Penulis: Rizky Alika
Editor: Pingit Aria
2/3/2021, 18.03 WIB

Presiden Joko Widodo telah mencabut aturan pembukaan investasi untuk industri minuman keras dan alkohol. Namun, Kepala Badan Koordinasi Penanaman Modal (BKPM) Bahlil Lahadalia mengatakan, izin investasi industri miras sebetulnya sudah ada sejak 1931.

Ia mengatakan, ketentuan izin investasi itu ada di Indonesia dari belum merdeka. Kemudian, aturan terus berlaku pada zaman orde lama, orde baru, era reformasi, hingga sebelum Undang-Undang (UU) Cipta Kerja berlaku.

Saat ini, sudah ada 109 industri minol di Indonesia. "Sudah ada izin yang keluar kurang lebih 109 izin untuk industri minol yang berada pada 13 provinsi," kata Bahlil di kantornya, Jakarta, Selasa (3/2).

Namun, Presiden Joko Widodo mencabut lampiran III nomor 31, 32, dan 33 dalam Peraturan Presiden (Perpres) Nomor 10 Tahun 2021 tentang Bidang Usaha Penanaman Modal. Adapun, Perpres tersebut merupakan aturan turunan dari UU Cipta Kerja.

Keputusan itu diambil setelah Presiden mendengarkan aspirasi dari tokoh agama, ulama, pendeta, pastor, tokoh agama Hindu, Budha, organisasi kepemudaan Islam, Kristen, Katolik, Hindu, dan Budha. Selain itu, Jokowi juga mendengarkan dinamika aspirasi masyarakat.

Dengan pencabutan lampiran itu, izin untuk 109 industri minol yang sudah ada tidak dibatalkan. Hal ini diperbolehkan selama proses dan mekanisme industri tersebut sesuai dengan UU yang berlaku sebelumnya. "Industri yang lama jalan saja karena tidak ada urusan sama UU Cipta Kerja dan Perpres," ujar dia.

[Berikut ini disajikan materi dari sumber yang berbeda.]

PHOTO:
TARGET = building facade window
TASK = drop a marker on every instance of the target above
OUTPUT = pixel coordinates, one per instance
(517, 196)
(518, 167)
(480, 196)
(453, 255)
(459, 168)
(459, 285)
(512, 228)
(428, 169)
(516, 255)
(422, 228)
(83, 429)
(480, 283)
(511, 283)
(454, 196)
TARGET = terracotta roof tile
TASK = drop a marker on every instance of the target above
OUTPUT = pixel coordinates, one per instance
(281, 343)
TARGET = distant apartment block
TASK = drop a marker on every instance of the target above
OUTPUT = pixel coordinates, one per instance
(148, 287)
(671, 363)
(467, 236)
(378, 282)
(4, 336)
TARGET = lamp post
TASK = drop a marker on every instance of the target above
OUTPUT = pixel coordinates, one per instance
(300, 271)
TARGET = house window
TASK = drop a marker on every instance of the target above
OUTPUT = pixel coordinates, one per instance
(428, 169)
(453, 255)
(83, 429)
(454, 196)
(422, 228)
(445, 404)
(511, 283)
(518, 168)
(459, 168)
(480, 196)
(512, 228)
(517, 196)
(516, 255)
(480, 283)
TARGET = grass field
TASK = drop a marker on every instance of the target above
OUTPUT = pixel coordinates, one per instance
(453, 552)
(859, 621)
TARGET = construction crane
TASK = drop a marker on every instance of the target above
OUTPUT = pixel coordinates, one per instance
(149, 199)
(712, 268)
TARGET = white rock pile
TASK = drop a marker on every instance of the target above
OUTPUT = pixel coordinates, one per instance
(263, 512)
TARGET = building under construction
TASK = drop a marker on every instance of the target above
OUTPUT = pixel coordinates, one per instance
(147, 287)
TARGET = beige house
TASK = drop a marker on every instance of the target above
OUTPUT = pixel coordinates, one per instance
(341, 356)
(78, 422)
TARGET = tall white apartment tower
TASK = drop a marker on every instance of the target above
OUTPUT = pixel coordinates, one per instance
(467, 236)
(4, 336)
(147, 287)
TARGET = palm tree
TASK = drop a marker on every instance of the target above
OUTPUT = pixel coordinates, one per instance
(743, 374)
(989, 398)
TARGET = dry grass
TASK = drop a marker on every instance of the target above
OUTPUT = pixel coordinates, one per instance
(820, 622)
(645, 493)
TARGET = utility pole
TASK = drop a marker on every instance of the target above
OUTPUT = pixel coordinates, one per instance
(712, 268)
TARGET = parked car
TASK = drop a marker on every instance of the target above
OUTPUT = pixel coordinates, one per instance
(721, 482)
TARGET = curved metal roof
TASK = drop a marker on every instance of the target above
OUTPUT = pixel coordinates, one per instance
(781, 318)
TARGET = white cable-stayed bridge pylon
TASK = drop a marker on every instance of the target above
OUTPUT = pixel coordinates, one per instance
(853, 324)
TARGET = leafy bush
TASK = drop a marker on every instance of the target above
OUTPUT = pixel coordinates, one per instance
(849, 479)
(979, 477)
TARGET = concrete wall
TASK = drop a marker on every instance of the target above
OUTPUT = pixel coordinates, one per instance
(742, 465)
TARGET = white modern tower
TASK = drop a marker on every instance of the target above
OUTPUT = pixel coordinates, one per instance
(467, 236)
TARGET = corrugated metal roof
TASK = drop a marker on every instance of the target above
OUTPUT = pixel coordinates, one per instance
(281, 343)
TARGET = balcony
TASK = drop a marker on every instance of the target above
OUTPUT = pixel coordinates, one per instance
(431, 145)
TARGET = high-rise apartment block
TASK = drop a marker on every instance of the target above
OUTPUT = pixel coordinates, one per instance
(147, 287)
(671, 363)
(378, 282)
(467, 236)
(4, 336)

Meski aturan berubah-ubah, Bahlil menilai hal ini tidak akan berdampak pada penurunan kepercayaan dunia usaha. "Kepercayaan dunia usaha masih baik untuk Indonesia," ujar dia.

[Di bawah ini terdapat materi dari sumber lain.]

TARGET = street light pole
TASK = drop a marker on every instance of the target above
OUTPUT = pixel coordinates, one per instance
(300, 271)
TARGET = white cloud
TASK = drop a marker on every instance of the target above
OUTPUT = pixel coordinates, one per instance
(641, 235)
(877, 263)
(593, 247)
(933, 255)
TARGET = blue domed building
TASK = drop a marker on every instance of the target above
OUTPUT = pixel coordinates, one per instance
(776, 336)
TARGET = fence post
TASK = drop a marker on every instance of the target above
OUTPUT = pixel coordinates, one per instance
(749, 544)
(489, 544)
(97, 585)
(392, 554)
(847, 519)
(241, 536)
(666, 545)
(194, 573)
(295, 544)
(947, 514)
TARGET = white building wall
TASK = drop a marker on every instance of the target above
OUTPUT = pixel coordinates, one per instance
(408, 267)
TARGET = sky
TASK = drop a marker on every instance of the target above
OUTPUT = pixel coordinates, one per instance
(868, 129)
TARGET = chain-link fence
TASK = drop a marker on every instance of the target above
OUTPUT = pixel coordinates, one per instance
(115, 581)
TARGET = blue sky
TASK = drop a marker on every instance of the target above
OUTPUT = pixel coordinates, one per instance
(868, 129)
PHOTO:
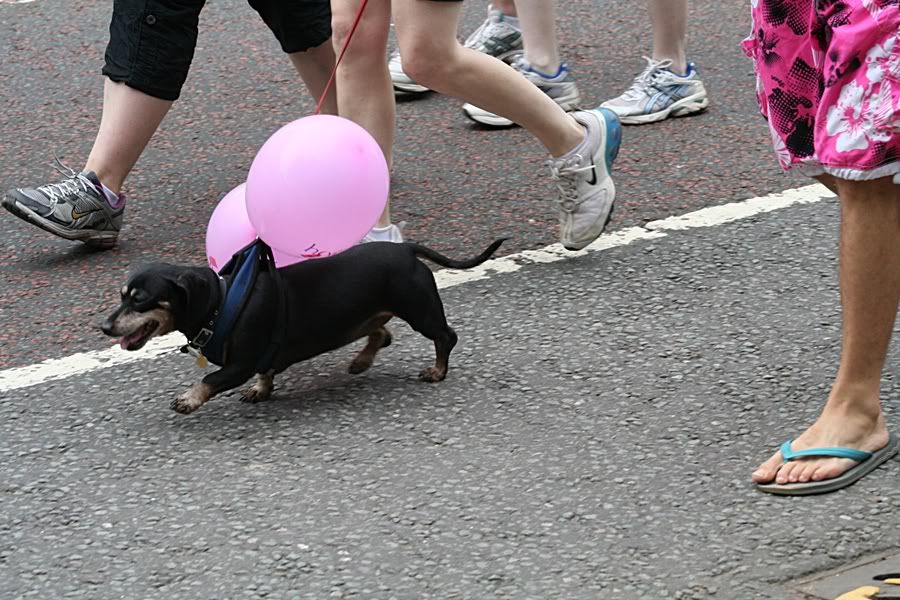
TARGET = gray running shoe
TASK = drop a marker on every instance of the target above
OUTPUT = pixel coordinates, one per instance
(587, 193)
(561, 88)
(400, 79)
(391, 233)
(496, 37)
(74, 209)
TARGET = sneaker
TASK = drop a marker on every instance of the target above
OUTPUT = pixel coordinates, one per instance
(496, 37)
(586, 190)
(561, 88)
(400, 79)
(391, 233)
(658, 93)
(74, 209)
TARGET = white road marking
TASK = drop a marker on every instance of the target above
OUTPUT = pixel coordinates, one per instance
(85, 362)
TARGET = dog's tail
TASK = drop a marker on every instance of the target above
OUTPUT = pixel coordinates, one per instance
(440, 259)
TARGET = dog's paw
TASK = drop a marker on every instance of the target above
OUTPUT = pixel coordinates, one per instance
(432, 375)
(255, 394)
(359, 365)
(191, 400)
(184, 404)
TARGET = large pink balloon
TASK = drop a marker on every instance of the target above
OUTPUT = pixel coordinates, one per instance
(317, 186)
(229, 228)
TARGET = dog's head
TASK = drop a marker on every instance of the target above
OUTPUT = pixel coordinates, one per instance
(151, 301)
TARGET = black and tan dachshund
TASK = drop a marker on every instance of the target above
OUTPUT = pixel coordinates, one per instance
(330, 302)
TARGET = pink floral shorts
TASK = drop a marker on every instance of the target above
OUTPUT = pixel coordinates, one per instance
(828, 82)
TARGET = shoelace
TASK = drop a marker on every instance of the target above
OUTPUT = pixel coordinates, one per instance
(487, 28)
(61, 192)
(654, 70)
(564, 174)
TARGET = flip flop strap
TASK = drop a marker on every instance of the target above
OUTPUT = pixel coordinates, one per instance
(857, 455)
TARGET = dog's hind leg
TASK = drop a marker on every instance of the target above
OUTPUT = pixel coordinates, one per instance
(261, 390)
(424, 312)
(378, 339)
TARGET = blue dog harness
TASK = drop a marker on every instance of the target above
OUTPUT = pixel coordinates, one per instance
(238, 279)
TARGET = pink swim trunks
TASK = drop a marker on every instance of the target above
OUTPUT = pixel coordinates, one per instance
(828, 81)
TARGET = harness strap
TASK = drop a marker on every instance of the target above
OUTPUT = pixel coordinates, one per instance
(244, 267)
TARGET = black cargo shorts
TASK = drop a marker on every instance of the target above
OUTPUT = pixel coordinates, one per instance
(151, 42)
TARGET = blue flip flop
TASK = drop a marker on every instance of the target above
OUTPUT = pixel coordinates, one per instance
(867, 462)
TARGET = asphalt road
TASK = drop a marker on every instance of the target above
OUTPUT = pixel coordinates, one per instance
(595, 435)
(594, 439)
(455, 184)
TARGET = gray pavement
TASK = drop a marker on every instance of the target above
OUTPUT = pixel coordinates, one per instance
(594, 439)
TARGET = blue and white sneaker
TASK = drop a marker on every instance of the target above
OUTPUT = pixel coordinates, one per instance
(658, 93)
(560, 87)
(587, 193)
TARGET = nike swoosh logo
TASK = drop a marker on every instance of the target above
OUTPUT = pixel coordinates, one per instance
(77, 215)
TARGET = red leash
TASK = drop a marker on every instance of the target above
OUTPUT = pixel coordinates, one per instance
(362, 7)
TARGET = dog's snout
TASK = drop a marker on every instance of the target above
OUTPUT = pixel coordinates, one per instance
(108, 326)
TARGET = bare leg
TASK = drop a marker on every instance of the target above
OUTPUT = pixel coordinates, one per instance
(870, 292)
(314, 66)
(669, 19)
(427, 35)
(130, 118)
(365, 94)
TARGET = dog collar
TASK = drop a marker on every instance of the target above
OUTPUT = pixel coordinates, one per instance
(195, 346)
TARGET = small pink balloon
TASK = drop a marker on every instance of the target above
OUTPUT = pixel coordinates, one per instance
(317, 186)
(229, 228)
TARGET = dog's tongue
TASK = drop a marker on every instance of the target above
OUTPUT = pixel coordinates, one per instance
(126, 341)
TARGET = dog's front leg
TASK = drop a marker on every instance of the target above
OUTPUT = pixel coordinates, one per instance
(226, 378)
(261, 390)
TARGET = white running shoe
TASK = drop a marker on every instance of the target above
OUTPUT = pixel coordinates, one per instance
(401, 80)
(658, 93)
(587, 193)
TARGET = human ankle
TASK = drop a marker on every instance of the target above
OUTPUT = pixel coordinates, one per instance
(854, 409)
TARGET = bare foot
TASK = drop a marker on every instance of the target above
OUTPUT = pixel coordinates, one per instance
(834, 428)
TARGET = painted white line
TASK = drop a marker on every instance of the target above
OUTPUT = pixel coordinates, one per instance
(726, 213)
(85, 362)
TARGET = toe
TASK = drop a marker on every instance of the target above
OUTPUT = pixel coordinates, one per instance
(786, 473)
(805, 470)
(766, 471)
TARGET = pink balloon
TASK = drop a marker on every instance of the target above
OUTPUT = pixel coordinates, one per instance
(283, 260)
(317, 186)
(229, 228)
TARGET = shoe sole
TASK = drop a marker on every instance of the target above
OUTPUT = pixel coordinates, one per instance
(410, 88)
(567, 105)
(684, 107)
(92, 238)
(843, 480)
(612, 133)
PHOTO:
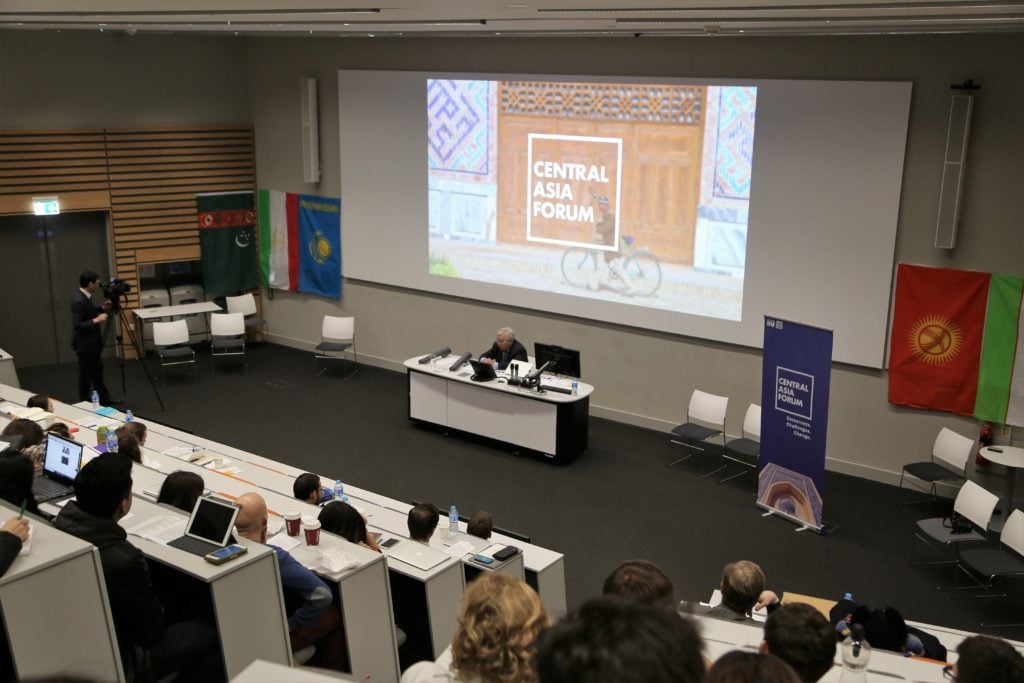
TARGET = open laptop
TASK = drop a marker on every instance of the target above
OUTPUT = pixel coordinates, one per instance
(209, 526)
(418, 554)
(60, 466)
(482, 372)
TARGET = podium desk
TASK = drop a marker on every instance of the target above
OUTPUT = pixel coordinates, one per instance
(55, 612)
(550, 422)
(246, 592)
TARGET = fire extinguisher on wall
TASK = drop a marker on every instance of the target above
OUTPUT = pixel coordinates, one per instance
(984, 439)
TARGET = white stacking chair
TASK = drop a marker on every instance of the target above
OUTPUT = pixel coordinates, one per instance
(337, 337)
(171, 343)
(950, 455)
(745, 450)
(246, 304)
(705, 420)
(227, 337)
(974, 504)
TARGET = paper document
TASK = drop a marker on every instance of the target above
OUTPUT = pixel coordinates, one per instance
(284, 541)
(161, 529)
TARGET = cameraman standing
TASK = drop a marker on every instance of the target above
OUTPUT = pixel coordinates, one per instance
(87, 340)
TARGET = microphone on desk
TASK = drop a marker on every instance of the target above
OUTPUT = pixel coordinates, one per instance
(439, 353)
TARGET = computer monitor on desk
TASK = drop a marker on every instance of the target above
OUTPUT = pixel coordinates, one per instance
(560, 360)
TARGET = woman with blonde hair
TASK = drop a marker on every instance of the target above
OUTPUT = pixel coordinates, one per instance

Bahlil pun memastikan, pemerintah telah berdiksuis dengan berbagai pihak saat menyusun Perpres 10/2021. Namun, ia memperkirakan komunikasi kemungkinan belum terlalu detail sehingga polemik pembukaan investasi minol terjadi di tengah masyarakat.

Berikut adalah Databoks impor minuman keras selama beberapa tahun terakhir: 

Terpisah, Tenaga Ahli Utama Kantor Staf Presiden Donny Gahral Adian mengatakan, Jokowi mendengarkan aspirasi dari masyarakat. Oleh karena itu, ia memutukan untuk mencabut lampiran investasi terkait industri minol.

Meski begitu, pemerintah akan bersikap selektif agar tidak mencabut setiap aturan yang mendapatkan protes dari berbagai pihak. "Ini salah satu saja (aturan yang dicabut). Memang dinamika terakhir mengisyaratkan bahwa lembaran yang mengatur investasi minol perlu dievalusasi," ujar dia.

Sebagaimana diketahui, lampiran III Perpres 10/2021 nomor 31, 32, dan 33 disebutkan bidang usaha yang dibuka untuk investasi ialah industri minuman keras mengandung alkohol, industri minuman mengandung alkohol anggur, dan industri minuman mengandung malt. 

Adapun, investasi pada ketiga bidang tersebut baru dapat dilakukan di Bali, Nusa Tenggara Timur (NTT), Sulawesi Utara, dan Papua dengan memerhatikan budaya dan kearifan setempat. Penanaman modal di luar wilayah tersebut dapat ditetapkan oleh Kepala BKPM berdasarkan usulan gubernur.